KPK dan Pemprov Jatim Dorong Perempuan Aktif Cegah Korupsi

TerasJatim.com, Surabaya – Komisi Pemberantasan Korupsi (KPK) dan Pemprov Jatim mendorong perempuan untuk aktif mencegah korupsi dengan menggelar Pimbingan Teknis (Bimtek) Perempuan Antikorupsi, di Surabaya, Jumat (09/05/2025).
Kegiatan ini dihadiri peserta dari berbagai organisasi perempuan yang siap memperkuat perannya dalam upaya pencegahan korupsi dari lingkungan terkecil tingkat keluarga.

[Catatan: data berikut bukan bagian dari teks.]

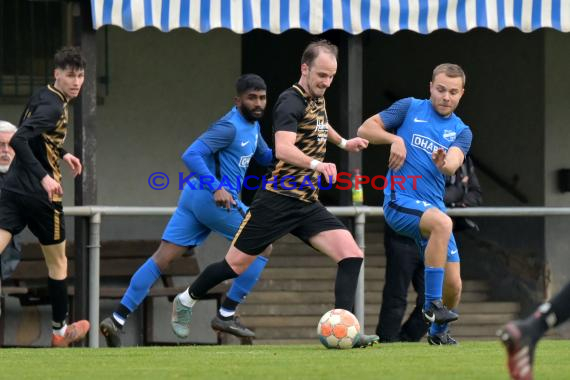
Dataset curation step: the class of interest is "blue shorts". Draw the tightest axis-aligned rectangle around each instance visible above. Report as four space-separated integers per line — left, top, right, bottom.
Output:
162 186 248 247
384 195 460 262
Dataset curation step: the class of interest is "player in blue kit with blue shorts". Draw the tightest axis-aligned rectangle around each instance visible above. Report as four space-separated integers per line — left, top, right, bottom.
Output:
358 63 472 345
99 74 273 347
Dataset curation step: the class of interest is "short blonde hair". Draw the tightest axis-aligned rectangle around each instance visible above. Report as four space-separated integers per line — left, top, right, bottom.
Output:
431 63 467 87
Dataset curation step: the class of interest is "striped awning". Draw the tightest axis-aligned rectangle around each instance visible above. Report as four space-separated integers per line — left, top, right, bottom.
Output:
91 0 570 34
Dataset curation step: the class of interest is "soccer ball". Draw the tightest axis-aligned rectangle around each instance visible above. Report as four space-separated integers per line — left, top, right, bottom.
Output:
317 309 360 348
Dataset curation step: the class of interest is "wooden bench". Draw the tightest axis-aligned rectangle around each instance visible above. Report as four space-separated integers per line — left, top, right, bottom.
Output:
0 241 231 346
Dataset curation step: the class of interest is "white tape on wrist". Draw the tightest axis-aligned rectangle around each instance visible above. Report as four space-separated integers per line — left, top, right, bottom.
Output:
337 138 347 149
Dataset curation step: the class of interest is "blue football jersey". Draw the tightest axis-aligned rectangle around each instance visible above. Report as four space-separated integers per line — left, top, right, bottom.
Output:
183 107 272 198
380 98 472 209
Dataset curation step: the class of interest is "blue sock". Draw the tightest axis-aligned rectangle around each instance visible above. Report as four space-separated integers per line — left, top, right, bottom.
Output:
424 266 445 309
429 323 447 335
223 256 268 310
121 259 160 312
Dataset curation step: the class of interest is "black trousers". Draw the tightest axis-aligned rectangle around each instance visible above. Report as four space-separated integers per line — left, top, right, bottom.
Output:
376 225 428 342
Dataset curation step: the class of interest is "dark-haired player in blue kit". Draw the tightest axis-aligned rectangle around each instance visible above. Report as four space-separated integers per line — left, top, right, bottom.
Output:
100 74 273 347
358 63 472 345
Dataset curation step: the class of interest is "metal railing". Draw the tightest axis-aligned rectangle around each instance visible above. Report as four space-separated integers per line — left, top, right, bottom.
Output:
64 206 570 347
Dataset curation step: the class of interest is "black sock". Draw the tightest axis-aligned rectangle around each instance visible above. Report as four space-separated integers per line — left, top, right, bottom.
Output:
190 259 238 299
48 277 68 330
111 303 131 329
531 283 570 336
218 297 239 314
334 257 364 312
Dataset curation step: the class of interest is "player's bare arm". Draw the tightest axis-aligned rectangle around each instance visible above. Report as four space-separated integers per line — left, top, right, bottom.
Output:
63 153 83 177
357 114 407 170
327 124 368 153
431 146 465 176
275 131 336 183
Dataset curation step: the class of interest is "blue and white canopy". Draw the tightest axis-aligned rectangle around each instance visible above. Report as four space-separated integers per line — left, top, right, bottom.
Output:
91 0 570 34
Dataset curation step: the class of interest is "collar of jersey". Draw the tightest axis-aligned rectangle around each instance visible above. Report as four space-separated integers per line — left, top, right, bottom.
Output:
48 84 67 103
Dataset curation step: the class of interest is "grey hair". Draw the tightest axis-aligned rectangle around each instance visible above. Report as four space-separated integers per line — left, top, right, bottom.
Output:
0 120 18 133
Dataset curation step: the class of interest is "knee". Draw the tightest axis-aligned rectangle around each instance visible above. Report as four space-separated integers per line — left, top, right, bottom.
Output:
46 254 67 280
430 213 453 237
260 244 273 258
446 277 463 297
152 248 173 272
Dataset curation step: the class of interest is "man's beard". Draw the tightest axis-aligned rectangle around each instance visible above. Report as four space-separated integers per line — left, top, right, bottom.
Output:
240 107 263 123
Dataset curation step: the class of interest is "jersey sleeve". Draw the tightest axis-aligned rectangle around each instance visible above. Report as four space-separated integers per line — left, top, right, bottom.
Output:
182 122 236 192
198 121 236 153
10 98 63 180
450 128 473 155
379 98 412 131
273 91 305 132
253 135 273 166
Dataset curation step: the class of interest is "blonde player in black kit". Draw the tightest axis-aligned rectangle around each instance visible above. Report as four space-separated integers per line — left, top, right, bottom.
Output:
0 47 89 347
171 41 378 347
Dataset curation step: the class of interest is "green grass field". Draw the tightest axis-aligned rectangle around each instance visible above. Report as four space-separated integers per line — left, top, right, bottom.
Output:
0 340 570 380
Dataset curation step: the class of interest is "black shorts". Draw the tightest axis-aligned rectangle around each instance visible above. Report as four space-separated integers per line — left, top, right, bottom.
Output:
233 190 347 255
0 190 65 245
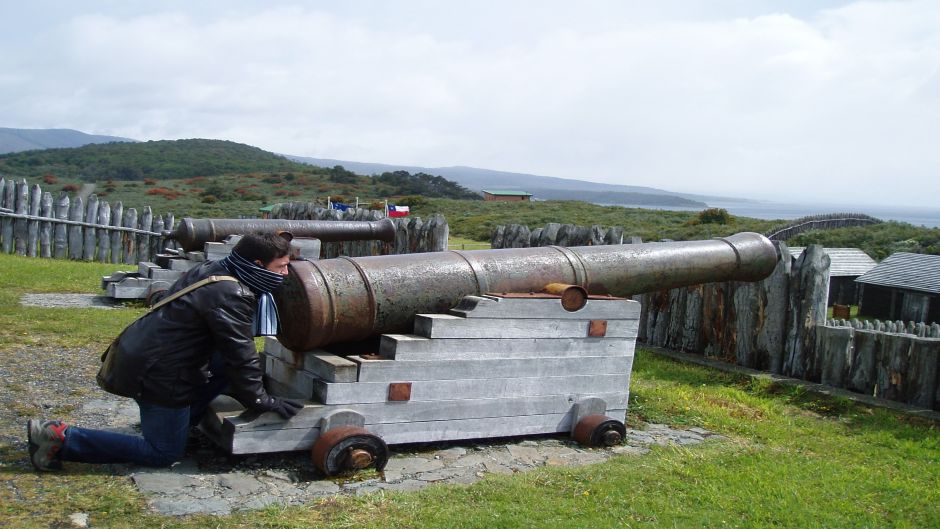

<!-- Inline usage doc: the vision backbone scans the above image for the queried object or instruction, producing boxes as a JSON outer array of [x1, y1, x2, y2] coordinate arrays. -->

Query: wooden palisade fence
[[0, 178, 174, 264], [493, 225, 940, 410]]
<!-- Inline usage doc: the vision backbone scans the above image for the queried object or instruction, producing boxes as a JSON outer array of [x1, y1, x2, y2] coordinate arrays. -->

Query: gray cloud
[[0, 1, 940, 205]]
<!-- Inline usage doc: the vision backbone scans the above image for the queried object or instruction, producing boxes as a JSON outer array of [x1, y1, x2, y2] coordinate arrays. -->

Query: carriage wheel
[[312, 426, 388, 476], [572, 415, 627, 447]]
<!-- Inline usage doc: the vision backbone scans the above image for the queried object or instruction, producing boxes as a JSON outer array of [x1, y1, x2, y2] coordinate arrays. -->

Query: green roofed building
[[483, 189, 532, 202]]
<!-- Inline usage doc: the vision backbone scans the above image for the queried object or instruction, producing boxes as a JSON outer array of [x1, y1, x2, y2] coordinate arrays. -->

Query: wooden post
[[82, 193, 98, 261], [783, 244, 830, 382], [69, 197, 85, 259], [875, 334, 914, 402], [906, 338, 940, 410], [53, 191, 69, 259], [97, 200, 111, 263], [111, 200, 124, 263], [845, 330, 885, 395], [39, 191, 53, 257], [0, 179, 16, 253], [137, 206, 153, 261], [149, 215, 163, 261], [26, 184, 42, 257], [13, 180, 29, 255], [121, 208, 137, 264], [754, 242, 793, 374], [816, 325, 855, 388]]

Plh Direktur III Bidang Pembinaan dan Peran Serta Masyarakat KPK David Sepriwasa mengatakan program ini di Jatim merupakan yang kedua kalinya setelah pernah digelar di Kabupaten Sampang, Madura. “Saya senang sekali semua peserta dapat hadir secara maksimal. Kami harap peserta yang hadir dapat menjadi support system baik bagi suami, keluarga maupun masyarakat sekitar khususnya dalam pencegahan korupsi,” ujarnya.
Senada, Sekda Prov Jatim Adhy Karyono, menegaskan pentingnya sinergi pusat dan daerah dalam membentuk budaya antikorupsi. “Acara ini merupakan upaya kolaborasi antara Pemerintah Pusat dan Daerah sebagai penguatan peran perempuan dalam pencegahan korupsi dari lingkup terkecil yakni keluarga. Kami harap organisasi wanita yang hadir dapat menanamkan pada anggotanya menjadi agen perubahan untuk membangun Jatim yang bebas korupsi,” katanya.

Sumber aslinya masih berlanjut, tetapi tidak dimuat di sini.